Hey, did you FLA folks forget it's your moderator's birthday?


----------



## BigJeff823 (Oct 14, 2002)

Happy Birthday Emanuel;maybe we need to go to the bar tonight.Capones might be a torrist trap but it does have free beer.


----------



## sprtsracer (Apr 27, 2005)

Happy Birthday to our Fearless Moderator!!! Whattayahavin??? Salmon cake with a candle in it??? Enjoy and stay sober enough to fish!!!


----------



## VICIII (Apr 8, 2005)

Big Happy Birthday... With flounder on top..


----------



## Fishbreath (Nov 11, 2004)

*Happy*

Birthday Emanuel!! Enjoy a day in the sun and go FEESHIN!!!


----------



## KodiakZach (Mar 16, 2005)

Happy Birthday homeslice!


----------



## RuddeDogg (Mar 20, 2004)

*Best wishes*

Happy birthday.


----------



## fisherkid (Jun 30, 2005)

*Happy Birthday*

 Happy Birthday


----------



## Dolphinpier (Aug 15, 2006)

Happy Birthday from Clermont. Hang in there and you will soon be as old as I am.


----------



## jettypark28 (Jun 23, 2006)

*Happy*

B-day.....hope you get what you want...New pole, New Reel... Have a cold one cause you deserve one....Thanks for keeping us all in line


----------



## OtterPop (Oct 24, 2006)

happy bday! hope I can go fishing with you once my gear arrives and you get to correct all my mistakes


----------



## Mullet Wrangler (Jul 4, 2003)

TunaFish said:


> Have a good one.
> 
> Hey, did you FLA folks forget it's your moderator's birthday?


Hey TunaFish;234225, thanks for the reminder. Works better than MS Outlook!

Happy Birthday Emanuel. Tight lines, and may the mullet run last forever!


----------



## MarkDido (Jul 6, 2003)

Happy Birthday to our fearless leader!


----------



## emanuel (Apr 2, 2002)

Oh my god, I forgot that picture existed! Girlfriend saw it and for five minutes couldn't figure out that it was me.


----------



## jettypark28 (Jun 23, 2006)

*oh no*

say it aint so, that can't be you tell people you had a drug problem when they took that picture I try and burn up all my pictures like that...heh heh....somebody can used that against you Happy B day again, hope you got new gear....


----------



## jettypark28 (Jun 23, 2006)

*Thank*

god you knew how to tie knots back then it's like a car wreak....you want to turn and look away, but somethng keep making you look heh heh....


----------



## MarkDido (Jul 6, 2003)

jettypark28 said:


> say it aint so, that can't be you tell people you had a drug problem when they took that picture I try and burn up all my pictures like that...heh heh....somebody can used that against you Happy B day again, hope you got new gear....

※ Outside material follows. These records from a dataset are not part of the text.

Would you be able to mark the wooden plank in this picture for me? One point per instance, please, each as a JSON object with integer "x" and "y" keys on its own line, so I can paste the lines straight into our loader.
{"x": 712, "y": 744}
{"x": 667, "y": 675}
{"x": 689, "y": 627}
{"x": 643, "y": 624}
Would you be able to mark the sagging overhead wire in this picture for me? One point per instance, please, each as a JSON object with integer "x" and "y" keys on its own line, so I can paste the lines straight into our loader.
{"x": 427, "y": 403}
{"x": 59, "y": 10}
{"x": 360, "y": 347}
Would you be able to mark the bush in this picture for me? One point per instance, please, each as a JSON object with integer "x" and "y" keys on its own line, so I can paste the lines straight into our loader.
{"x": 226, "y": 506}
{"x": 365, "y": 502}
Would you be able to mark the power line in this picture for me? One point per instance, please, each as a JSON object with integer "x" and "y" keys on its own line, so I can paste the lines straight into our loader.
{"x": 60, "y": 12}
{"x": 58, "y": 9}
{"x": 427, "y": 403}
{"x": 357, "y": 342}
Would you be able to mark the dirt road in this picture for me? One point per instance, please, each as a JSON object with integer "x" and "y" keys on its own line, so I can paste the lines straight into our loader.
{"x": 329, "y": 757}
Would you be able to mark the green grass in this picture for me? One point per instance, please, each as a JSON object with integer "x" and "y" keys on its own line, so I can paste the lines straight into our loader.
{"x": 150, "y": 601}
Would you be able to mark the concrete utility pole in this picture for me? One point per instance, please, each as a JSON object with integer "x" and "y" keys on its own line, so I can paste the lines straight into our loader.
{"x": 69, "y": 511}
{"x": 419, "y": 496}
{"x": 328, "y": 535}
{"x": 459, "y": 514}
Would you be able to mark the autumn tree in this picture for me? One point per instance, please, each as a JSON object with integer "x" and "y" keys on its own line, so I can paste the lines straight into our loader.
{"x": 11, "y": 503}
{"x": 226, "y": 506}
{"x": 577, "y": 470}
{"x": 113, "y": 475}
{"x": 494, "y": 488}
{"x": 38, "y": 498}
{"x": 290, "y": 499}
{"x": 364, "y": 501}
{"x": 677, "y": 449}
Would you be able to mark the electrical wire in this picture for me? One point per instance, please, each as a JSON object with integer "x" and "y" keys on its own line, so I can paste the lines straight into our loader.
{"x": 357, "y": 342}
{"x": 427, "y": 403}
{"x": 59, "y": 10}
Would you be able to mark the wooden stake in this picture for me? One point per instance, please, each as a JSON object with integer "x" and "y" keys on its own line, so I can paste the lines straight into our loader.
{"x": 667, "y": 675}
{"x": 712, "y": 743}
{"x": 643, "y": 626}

Muhahahah! And I have many more from the last P&S Bash at (almost) SI!


----------



## VICIII (Apr 8, 2005)

jettypark28 said:


> say it aint so, that can't be you tell people you had a drug problem when they took that picture I try and burn up all my pictures like that...heh heh....somebody can used that against you Happy B day again, hope you got new gear....



That was last year...


----------